An interesting perspective presented by the Washington Post's Robert Satloff (2003, April 4), is that the Bush administration's direct response to Al Jazeera -- a proposal to create the Middle East Television Network (METN) -- has the potential to "be one of this country's most ill-conceived and wasteful experiments ever in public diplomacy." Satloff's reasoning is simple. "METN will fail for the same reason that Radio Sawa appears to have succeeded. Whereas the Middle East radio market is tightly controlled by local regimes, with very few transnational options available, the regional television market is overflowing with choice." He says that there is no way that METN can compete with Al-Jazeera and other Arabic satellite news channels' "lurid sensationalism and no-holds-barred debates&(where) viewers tune in to see graphic details of the bloody side of Israeli retaliation to Palestinian terrorism."

Minow (2002) concluded his speech with the following thought, "whatever one thinks of Al Jazeera, it teaches an important lesson: the global marketplace of news and information is no longer dominated by the United States" (p.3).

While this may be true however; I feel that the Bush administration was well aware of the global impact of the Al Jazeera effect. This was demonstrated by its carefully formulated policies we have recently witnessed during the U.S. led coalition defeat of Saddam Hussein's totalitarian regime.

The Bush administration's openness in regards to international broadcasting, military psychological operations and, most importantly, embedding international media on the battlefield have paid off tremendously. While it comes as no surprise, there is an uncanny similarity in the way these new policies adhere to a resoundingly familiar charter: we (and the media) will speak to you about America and the war&the news may be good or bad&we (and the media) shall tell you the truth.

While it has been more than sixty years since the Voice of America adopted its charter, broadcasting the truth has and will continue to prevail.
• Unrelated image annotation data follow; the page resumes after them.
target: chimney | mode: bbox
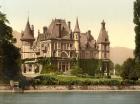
[57,23,61,38]
[88,30,91,35]
[43,26,47,34]
[68,21,71,29]
[31,25,34,35]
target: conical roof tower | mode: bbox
[21,18,35,41]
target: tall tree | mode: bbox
[133,0,140,62]
[0,11,20,79]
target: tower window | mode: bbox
[105,38,108,41]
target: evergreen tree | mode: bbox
[0,11,20,79]
[133,0,140,62]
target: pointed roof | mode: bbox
[21,18,35,41]
[74,18,80,33]
[97,20,109,44]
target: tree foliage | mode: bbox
[133,0,140,61]
[115,64,122,76]
[121,58,138,80]
[0,12,20,79]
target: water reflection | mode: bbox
[0,92,140,104]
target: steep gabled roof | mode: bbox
[48,19,70,39]
[21,19,35,41]
[74,18,80,33]
[80,32,96,49]
[97,20,109,44]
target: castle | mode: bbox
[20,18,110,74]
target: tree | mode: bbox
[121,58,138,80]
[133,0,140,62]
[115,64,122,76]
[70,65,83,76]
[0,12,20,79]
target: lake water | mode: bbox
[0,92,140,104]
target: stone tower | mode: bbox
[20,19,35,59]
[97,20,110,76]
[73,18,80,58]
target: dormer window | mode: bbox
[105,38,108,42]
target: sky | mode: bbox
[0,0,135,49]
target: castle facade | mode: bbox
[20,18,110,74]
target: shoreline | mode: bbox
[0,90,140,93]
[0,85,140,93]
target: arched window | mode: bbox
[61,52,68,58]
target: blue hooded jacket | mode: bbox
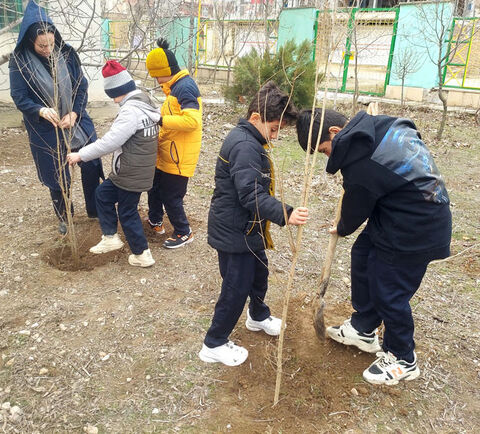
[8,0,100,190]
[326,112,452,264]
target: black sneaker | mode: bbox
[163,231,193,249]
[363,351,420,386]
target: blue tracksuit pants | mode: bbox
[95,179,148,255]
[204,250,270,348]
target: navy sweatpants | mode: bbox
[204,250,270,348]
[148,168,190,235]
[50,159,105,221]
[351,230,428,362]
[95,179,148,255]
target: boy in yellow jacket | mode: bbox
[146,39,202,249]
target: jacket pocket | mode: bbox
[244,213,257,235]
[112,153,121,175]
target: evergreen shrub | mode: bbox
[224,40,321,109]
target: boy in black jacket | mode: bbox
[297,110,452,385]
[199,82,308,366]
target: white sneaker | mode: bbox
[90,234,123,254]
[327,318,382,353]
[245,309,287,336]
[363,351,420,386]
[128,249,155,268]
[198,341,248,366]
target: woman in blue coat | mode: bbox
[9,1,103,234]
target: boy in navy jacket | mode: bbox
[297,110,452,385]
[199,82,308,366]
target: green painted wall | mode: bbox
[389,2,453,89]
[277,8,317,58]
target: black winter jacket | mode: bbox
[326,112,452,264]
[208,119,293,253]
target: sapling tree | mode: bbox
[392,47,424,107]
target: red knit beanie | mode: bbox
[102,60,137,98]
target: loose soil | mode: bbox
[0,90,480,433]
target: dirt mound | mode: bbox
[204,299,375,432]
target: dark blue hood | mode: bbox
[15,0,63,51]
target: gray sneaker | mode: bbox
[363,351,420,386]
[327,318,382,353]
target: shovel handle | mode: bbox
[320,192,343,297]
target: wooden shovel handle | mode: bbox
[320,192,343,297]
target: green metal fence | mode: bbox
[322,8,399,96]
[443,17,480,90]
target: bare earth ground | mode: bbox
[0,91,480,433]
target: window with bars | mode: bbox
[0,0,23,29]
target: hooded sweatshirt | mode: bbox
[326,112,452,264]
[79,90,160,192]
[8,0,100,190]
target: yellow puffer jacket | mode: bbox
[157,69,202,177]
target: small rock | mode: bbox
[357,386,368,395]
[10,405,23,414]
[83,424,98,434]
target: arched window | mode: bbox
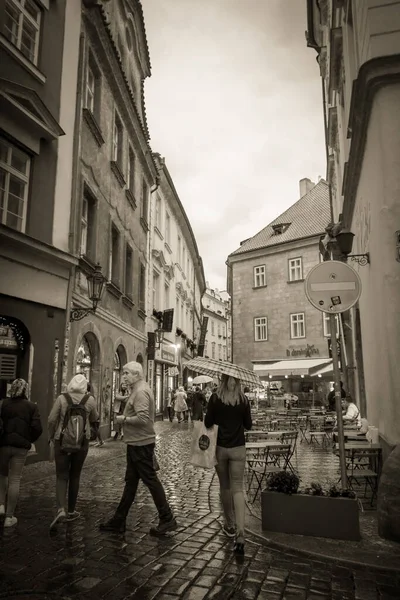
[76,336,92,381]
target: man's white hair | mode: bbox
[123,361,144,379]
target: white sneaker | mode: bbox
[50,508,67,529]
[4,517,18,527]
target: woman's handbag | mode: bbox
[190,421,218,469]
As we have seen throughout this historical analysis, the U.S. president and his administration directly wield the power to determine and shape foreign policy. It is even more interesting to see that throughout U.S. history, the challenge has remained relatively the same -- to overcome misinformation, propaganda and lies about American freedom and democracy.

There has never been a time in U.S. history, when the importance of effective international broadcasting has been greater than it is today.